In his speech Professor Karl-Rudolf Korte touched upon important, unknown for the large majority of the Greeks, aspects of the German elections. The internal party mechanisms, the structure and logic of the electorate and the role of programs in choosing a specific party were some of them. Additionally, Professor Korte introduced to the audience the possible coalitions after the elections, whereas he stressed out the importance of the elections to the reaffirmation and further enhancement of the democratic dialog in Germany.
Georgios Kyrtsos, member of the European Parliament, focused in his speech on the axiom of the improvement of the Greek-German relations, despite the political and financial differences between the two countries. The rise of populism, he continued, is a danger for both countries that has to be addressed. On European level, the next German federal government should take important initiatives in sensitive fields, such as the common European defense, in order to promote the project of the European integration.
Nikos Dendias, Parliamentary Spokesperson of Nea Dimokratia and former Minister, analysed the historically close relations between Greece and Germany and concentrated on issues of the European fiscal policy and the Eurozone.

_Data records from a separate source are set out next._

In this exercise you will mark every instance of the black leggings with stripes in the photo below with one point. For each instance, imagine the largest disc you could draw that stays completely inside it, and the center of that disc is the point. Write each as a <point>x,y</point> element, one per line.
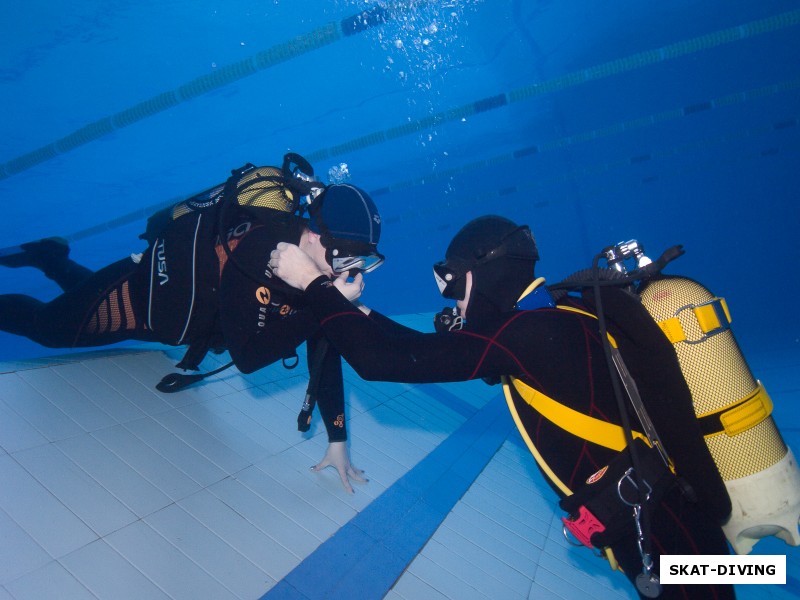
<point>96,309</point>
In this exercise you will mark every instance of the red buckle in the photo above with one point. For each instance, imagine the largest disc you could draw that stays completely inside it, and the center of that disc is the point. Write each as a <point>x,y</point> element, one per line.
<point>583,526</point>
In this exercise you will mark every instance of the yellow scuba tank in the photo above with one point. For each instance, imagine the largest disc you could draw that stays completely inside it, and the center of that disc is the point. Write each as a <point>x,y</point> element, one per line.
<point>759,470</point>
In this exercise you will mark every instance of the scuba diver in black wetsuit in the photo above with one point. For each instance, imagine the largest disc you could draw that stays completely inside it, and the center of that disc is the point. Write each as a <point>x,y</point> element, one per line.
<point>204,281</point>
<point>557,352</point>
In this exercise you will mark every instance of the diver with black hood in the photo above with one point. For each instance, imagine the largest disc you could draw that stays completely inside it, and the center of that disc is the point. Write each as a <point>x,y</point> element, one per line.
<point>551,357</point>
<point>204,282</point>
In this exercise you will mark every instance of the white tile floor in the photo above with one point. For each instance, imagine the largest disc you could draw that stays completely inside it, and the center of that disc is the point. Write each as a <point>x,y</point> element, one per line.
<point>110,490</point>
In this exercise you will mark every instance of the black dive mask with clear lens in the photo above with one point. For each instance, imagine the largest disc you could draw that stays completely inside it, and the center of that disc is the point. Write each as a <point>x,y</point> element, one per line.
<point>356,264</point>
<point>450,274</point>
<point>348,256</point>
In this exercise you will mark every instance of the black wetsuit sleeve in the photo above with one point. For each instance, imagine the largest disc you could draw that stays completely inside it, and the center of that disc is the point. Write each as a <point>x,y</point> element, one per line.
<point>397,353</point>
<point>325,371</point>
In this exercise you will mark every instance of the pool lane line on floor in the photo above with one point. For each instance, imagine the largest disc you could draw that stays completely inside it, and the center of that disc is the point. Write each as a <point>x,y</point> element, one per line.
<point>367,555</point>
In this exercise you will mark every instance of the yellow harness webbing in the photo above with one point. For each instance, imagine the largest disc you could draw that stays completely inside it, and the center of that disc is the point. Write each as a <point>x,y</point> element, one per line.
<point>575,422</point>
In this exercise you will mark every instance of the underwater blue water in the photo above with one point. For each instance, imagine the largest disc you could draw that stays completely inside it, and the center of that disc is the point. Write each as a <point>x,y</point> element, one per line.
<point>592,122</point>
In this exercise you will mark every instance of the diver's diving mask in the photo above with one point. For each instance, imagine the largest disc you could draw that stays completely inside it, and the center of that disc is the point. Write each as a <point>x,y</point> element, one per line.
<point>450,274</point>
<point>451,278</point>
<point>349,256</point>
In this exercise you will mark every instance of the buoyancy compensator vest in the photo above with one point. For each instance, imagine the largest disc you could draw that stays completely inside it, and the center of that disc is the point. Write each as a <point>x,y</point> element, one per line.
<point>182,257</point>
<point>734,410</point>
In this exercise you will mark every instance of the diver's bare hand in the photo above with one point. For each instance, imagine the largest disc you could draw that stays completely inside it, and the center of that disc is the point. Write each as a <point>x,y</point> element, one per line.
<point>350,289</point>
<point>293,265</point>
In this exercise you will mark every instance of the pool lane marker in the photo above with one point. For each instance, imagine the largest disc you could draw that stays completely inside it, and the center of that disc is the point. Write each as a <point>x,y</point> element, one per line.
<point>368,554</point>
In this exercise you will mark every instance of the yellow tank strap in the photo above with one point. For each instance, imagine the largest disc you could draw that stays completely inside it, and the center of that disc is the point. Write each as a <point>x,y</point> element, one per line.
<point>739,416</point>
<point>572,421</point>
<point>712,317</point>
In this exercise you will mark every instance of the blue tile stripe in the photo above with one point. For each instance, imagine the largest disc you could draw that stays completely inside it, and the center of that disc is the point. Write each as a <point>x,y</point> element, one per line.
<point>366,556</point>
<point>448,399</point>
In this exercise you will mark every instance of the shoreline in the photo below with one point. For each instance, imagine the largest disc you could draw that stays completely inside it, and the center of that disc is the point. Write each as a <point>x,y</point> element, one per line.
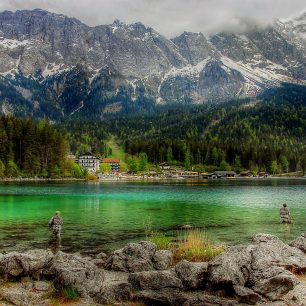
<point>264,272</point>
<point>150,179</point>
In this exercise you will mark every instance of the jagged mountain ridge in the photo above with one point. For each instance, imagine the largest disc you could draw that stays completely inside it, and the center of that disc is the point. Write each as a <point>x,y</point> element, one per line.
<point>57,66</point>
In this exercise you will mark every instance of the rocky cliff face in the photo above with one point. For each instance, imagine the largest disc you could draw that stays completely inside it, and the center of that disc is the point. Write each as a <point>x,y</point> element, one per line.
<point>57,66</point>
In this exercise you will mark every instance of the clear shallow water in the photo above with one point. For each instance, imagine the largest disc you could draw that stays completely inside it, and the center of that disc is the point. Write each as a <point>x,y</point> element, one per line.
<point>104,216</point>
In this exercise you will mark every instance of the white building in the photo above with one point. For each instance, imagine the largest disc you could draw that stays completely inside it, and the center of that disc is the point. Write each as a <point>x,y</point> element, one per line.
<point>89,162</point>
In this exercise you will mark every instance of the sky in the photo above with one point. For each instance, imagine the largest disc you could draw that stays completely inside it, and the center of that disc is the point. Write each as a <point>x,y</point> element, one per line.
<point>171,17</point>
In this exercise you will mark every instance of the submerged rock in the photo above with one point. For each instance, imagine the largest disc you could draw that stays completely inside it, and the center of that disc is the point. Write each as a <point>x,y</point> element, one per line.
<point>260,274</point>
<point>31,263</point>
<point>137,257</point>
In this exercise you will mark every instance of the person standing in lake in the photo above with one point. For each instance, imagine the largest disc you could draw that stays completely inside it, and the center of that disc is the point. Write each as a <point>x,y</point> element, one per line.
<point>55,224</point>
<point>284,214</point>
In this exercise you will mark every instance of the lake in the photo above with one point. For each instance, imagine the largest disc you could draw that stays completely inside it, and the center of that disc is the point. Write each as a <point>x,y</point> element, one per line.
<point>103,216</point>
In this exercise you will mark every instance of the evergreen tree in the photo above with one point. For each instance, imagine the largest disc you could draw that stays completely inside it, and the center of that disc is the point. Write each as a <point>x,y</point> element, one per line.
<point>11,169</point>
<point>143,162</point>
<point>2,169</point>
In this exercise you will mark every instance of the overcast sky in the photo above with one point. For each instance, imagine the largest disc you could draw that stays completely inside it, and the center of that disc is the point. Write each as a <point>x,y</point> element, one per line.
<point>170,17</point>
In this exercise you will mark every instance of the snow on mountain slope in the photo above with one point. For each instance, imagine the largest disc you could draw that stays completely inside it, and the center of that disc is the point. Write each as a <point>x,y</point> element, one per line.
<point>75,64</point>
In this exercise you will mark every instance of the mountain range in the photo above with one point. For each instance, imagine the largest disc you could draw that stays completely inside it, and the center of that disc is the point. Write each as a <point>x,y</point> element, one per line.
<point>55,66</point>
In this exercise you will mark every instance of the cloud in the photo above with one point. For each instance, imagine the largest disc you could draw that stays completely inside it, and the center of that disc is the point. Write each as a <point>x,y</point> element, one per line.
<point>171,17</point>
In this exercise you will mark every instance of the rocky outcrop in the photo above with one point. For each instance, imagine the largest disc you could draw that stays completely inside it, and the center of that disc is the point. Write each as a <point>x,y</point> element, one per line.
<point>136,257</point>
<point>70,270</point>
<point>264,273</point>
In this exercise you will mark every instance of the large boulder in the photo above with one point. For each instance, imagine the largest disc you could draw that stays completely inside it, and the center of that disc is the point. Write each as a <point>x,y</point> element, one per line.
<point>155,280</point>
<point>246,295</point>
<point>176,297</point>
<point>192,274</point>
<point>31,263</point>
<point>276,286</point>
<point>297,296</point>
<point>116,287</point>
<point>232,267</point>
<point>137,257</point>
<point>300,243</point>
<point>78,273</point>
<point>162,259</point>
<point>26,293</point>
<point>269,250</point>
<point>265,266</point>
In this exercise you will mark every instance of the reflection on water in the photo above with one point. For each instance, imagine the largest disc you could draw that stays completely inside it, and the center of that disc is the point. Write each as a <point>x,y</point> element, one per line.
<point>104,216</point>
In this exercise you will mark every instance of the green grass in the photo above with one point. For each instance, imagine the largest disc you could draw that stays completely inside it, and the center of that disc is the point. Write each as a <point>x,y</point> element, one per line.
<point>117,150</point>
<point>190,244</point>
<point>194,245</point>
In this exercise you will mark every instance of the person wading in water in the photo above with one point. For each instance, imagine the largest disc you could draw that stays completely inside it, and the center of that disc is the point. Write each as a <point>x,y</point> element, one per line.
<point>55,226</point>
<point>284,214</point>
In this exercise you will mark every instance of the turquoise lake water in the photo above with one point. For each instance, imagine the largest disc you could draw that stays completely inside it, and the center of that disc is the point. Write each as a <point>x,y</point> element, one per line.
<point>105,216</point>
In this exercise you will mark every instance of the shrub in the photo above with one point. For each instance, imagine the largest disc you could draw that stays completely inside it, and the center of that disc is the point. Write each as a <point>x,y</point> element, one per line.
<point>161,240</point>
<point>194,245</point>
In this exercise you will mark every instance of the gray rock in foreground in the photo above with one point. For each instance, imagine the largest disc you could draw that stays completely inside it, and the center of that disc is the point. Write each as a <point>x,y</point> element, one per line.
<point>260,274</point>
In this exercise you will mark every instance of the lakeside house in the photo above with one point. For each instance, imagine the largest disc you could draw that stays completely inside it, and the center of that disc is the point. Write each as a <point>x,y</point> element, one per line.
<point>222,174</point>
<point>246,174</point>
<point>89,162</point>
<point>113,162</point>
<point>72,157</point>
<point>164,166</point>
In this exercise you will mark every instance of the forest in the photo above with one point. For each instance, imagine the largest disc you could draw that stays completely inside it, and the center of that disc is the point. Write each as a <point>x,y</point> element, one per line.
<point>28,149</point>
<point>263,134</point>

He approached the upcoming elections in Germany in the light of election of E. Macron in France and the hopes for reinforcement of the pro-European voices in all parts of Europe.
All three speakers agreed upon the fact that the result of the elections is still open, whereas issues of Greek interest, such as a possible debt relief do not constitute a decisive factor for the German voters.
Yiannis Palaiologos, journalist of Kathimerini moderated the following discussion with the more than 150 guests that attended the event.